С каждым километром, что приближал ее к «Орестиос», молодая женщина нервничала все сильнее. Шесть недель назад она думала, что уезжает оттуда навсегда. Кто бы подумал, что она вернется полновластной хозяйкой, женой Маркоса?
В лучах заходящего солнца вилла казалась еще прекраснее, чем запомнила ее Клэр. Выйдя из машины, молодая женщина замерла, восхищенно оглядываясь вокруг.
— Добро пожаловать домой, — шепнул ей на ухо Маркос.
Не успела она ответить, как в дверях показалась София. Опираясь на трость и заметно прихрамывая, она с распростертыми объятиями устремилась к сыну с невесткой.
— Как же я ждала этой минуты! — воскликнула она. — Ну же, дорогая моя девочка, дай мне тебя обнять!
Безмерно растроганная и обрадованная столь теплым приемом, Клэр поспешила к ней. Внезапно, точно чертенок из коробочки, откуда-то выскочила Элеана и с восторженным воплем повисла у Клэр на шее.
— Как я рада! Как я рада, что вы вернулись! Мне было совершенно не с кем поговорить!
Когда сумбур первых нескольких минут встречи улегся, все пошли в дом. Клэр снова занервничала, думая об Олимпии. Уже то, что она не вышла к молодоженам вместе со всеми, красноречиво свидетельствовало о ее настрое.
Однако едва вошли в гостиную, как на душе у Клэр стало еще тяжелее. Навстречу им поднялись две женщины, и она уловила в потоках греческого имя Сабрина.
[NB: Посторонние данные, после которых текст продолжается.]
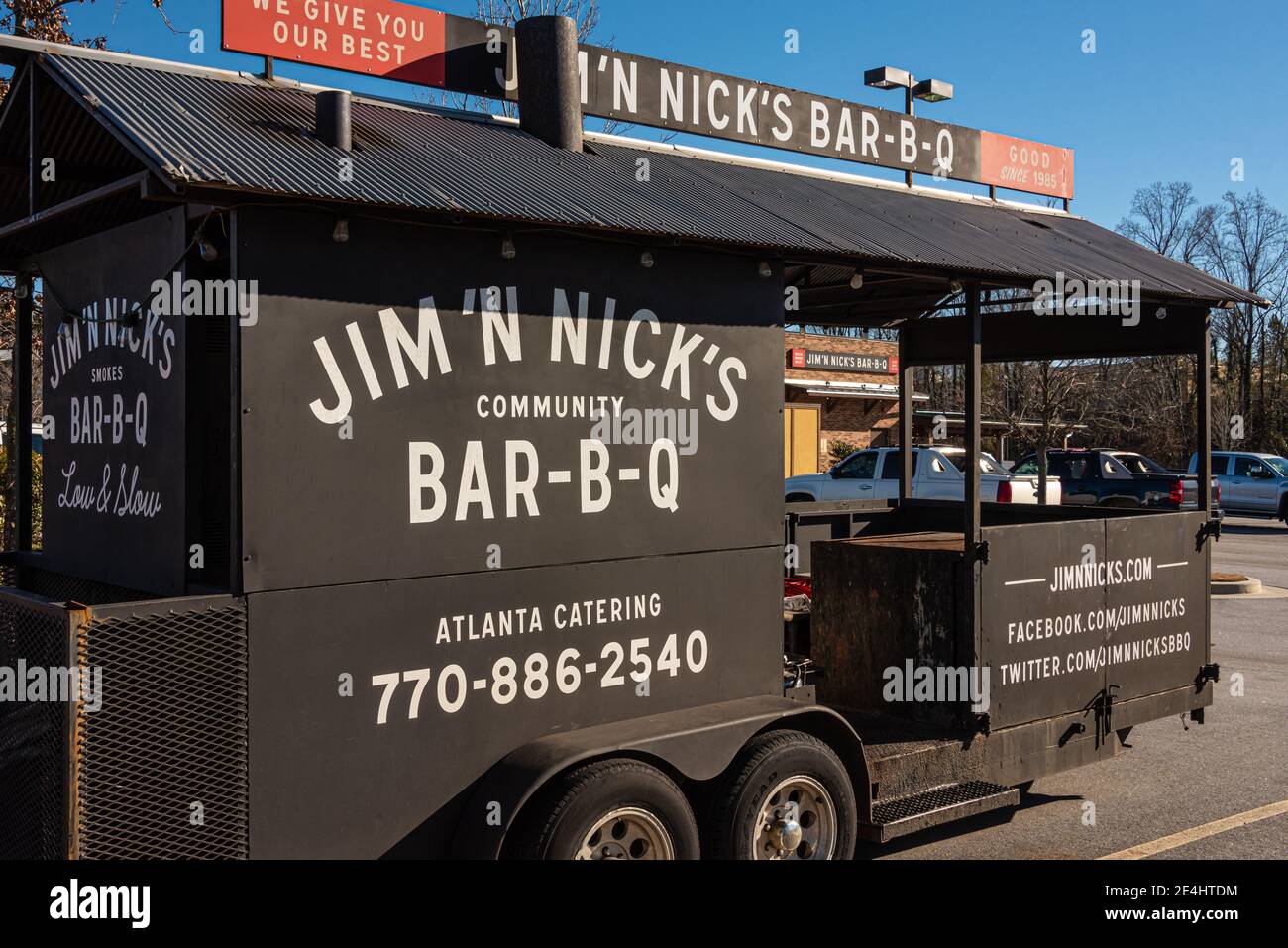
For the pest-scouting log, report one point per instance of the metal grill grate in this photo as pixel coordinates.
(33, 736)
(170, 734)
(936, 798)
Неужели та самая, которую София некогда прочила в жены сыну? Да, должно быть, та самая.
На год или два постарше Клэр, Сабрина являла собой воплощение типично греческой красоты. Густые, иссиня-черные локоны обрамляли безукоризненно правильный овал тонкого, породистого лица. В огромных миндалевидных глазах сияли все звезды Средиземноморья. Однако в адресованной Клэр улыбке не было ни тени тепла.
— Позвольте поздравить вас, — с сильным акцентом произнесла она по-английски.
Что почувствовал Маркос при виде нее? Клэр не знала, не могла понять. Однако ответил на поздравление он с подобающей любезностью, а потом представил женщин друг другу.
Олимпия, до сих пор державшаяся в стороне, наконец подошла поприветствовать новоиспеченную родственницу и расцеловала ее в обе щеки.
— Мы теперь сестры! — Однако злой блеск глаз выдавал ее истинные чувства.
Если Маркос и заметил настроение сестры, то не подал виду.